There has been a lot of talk recently about filmmakers embracing generative AI as part of the filmmaking process, from Darren Aronofsky to Martin Scorsese. But what about filmmakers that are against the use of Gen AI for creative pursuits? You can count 20-year-old Backrooms director Kane Parsons among that group, which should give you some hope for the future.

In a new chat with The Australian, the self-taught young filmmaker makes it crystal clear that he won’t be using generative AI in any of his upcoming filmmaking projects.

“I think I’m in the same boat as most well-adjusted people,” Parsons tells the outlet. “If I could snap my fingers and make generative AI disappear forever, I probably would. Creatively, I get no enjoyment from using those tools.

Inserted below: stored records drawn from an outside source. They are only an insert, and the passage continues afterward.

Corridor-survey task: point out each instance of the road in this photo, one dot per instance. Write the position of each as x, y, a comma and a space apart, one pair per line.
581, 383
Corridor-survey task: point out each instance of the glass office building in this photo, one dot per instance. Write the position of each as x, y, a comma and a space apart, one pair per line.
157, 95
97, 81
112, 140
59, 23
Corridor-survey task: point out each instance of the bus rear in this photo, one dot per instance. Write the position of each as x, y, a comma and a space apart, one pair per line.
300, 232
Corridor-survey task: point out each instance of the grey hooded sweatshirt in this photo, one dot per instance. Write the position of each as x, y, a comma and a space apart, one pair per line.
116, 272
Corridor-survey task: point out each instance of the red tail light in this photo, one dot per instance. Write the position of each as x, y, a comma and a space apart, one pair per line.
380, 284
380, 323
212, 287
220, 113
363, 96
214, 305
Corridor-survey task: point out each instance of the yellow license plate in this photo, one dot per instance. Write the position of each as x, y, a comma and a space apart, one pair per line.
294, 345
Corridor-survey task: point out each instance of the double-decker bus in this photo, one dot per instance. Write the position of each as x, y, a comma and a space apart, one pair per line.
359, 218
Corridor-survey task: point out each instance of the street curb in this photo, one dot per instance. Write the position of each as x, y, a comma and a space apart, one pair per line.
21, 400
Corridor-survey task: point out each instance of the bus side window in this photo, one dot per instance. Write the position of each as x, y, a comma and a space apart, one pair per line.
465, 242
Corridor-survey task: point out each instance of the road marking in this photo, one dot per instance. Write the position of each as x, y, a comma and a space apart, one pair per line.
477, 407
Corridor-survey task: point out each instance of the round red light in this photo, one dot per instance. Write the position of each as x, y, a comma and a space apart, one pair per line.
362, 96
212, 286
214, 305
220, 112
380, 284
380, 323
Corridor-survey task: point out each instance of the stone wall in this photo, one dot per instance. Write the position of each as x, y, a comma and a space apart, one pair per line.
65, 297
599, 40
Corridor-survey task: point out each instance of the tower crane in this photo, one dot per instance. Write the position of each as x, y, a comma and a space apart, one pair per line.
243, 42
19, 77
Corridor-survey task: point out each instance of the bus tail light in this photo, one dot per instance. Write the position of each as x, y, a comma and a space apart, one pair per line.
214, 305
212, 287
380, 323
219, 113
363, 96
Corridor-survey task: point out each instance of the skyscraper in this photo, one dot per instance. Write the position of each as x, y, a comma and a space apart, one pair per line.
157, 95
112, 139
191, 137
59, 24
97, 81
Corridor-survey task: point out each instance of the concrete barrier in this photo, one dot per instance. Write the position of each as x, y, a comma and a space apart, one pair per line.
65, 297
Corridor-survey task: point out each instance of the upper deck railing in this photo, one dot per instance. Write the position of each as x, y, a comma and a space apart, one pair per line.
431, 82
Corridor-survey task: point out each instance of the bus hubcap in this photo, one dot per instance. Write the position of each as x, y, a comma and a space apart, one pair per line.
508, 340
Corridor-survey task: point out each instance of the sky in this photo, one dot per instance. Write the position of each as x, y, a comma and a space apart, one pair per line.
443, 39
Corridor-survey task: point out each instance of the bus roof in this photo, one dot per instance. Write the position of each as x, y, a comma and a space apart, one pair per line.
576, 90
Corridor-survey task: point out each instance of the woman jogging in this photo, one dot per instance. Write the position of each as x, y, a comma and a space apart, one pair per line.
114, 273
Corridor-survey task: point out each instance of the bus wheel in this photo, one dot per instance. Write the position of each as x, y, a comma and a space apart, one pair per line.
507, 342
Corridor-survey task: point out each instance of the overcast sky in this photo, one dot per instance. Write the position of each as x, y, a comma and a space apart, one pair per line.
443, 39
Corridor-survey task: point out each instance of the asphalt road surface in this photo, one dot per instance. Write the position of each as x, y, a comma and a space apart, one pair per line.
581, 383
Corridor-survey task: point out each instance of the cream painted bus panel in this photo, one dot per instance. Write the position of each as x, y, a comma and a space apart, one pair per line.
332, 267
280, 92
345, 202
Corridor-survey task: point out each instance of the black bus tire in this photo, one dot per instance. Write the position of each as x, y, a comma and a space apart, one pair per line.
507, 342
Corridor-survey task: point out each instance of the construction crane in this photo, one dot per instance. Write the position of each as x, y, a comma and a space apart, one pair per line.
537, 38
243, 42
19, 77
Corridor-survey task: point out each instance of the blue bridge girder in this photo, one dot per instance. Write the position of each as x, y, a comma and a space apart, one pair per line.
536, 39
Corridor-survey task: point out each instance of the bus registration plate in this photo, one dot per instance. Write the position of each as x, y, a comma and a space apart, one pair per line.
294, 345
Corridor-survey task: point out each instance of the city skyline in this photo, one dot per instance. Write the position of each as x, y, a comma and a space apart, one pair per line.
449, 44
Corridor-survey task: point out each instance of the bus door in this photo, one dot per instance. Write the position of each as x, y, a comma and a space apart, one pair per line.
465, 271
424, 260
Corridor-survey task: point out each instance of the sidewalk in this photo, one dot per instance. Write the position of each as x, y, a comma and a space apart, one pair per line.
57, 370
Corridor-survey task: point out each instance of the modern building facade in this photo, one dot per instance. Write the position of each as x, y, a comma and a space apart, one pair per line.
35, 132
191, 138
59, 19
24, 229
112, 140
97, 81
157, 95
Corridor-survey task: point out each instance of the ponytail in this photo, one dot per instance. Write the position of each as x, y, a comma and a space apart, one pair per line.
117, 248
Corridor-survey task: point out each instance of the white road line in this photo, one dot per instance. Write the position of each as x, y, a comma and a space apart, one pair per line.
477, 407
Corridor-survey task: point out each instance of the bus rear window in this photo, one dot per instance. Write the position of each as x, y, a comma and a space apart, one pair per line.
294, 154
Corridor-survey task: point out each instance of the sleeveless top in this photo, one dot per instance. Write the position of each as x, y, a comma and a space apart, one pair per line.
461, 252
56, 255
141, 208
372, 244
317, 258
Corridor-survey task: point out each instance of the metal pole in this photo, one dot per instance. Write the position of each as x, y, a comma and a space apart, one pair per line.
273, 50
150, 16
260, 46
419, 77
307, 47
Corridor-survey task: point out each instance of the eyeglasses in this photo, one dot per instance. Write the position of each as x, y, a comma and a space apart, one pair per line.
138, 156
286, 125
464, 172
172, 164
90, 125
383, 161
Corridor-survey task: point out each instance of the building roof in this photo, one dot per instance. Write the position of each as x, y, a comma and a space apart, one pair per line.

It defeats the purpose entirely for me.”

“What interests me more is interrogating it artistically,” Parsons notes. “We already live in a world where you walk outside and there are billboards and signs that are obvious AI slop. That’s become part of our visual reality. To me, generative AI feels less like innovation than a symptom of a broader cultural and economic rot.”

He explains, “I’m interested in using that iconography in art – not using AI to make the art itself, but examining what it represents. I definitely want to explore it further in future projects.”

Kane Parsons also notes during the interview with The Australian, “… there’s so much at stake and so many genuinely harmful consequences already happening.”

Backrooms marks young prodigy Kane Parsons’ feature directorial debut, and it’s based on his own series of YouTube videos that were brought to life using Blender, the open-source 3D computer graphics software suite. So it’s no surprise that Parsons, who has hand-made his filmmaking career up to this point, isn’t buying into the hoopla around Generative AI.

His debut feature is the #1 movie in the world, so perhaps he’s onto something.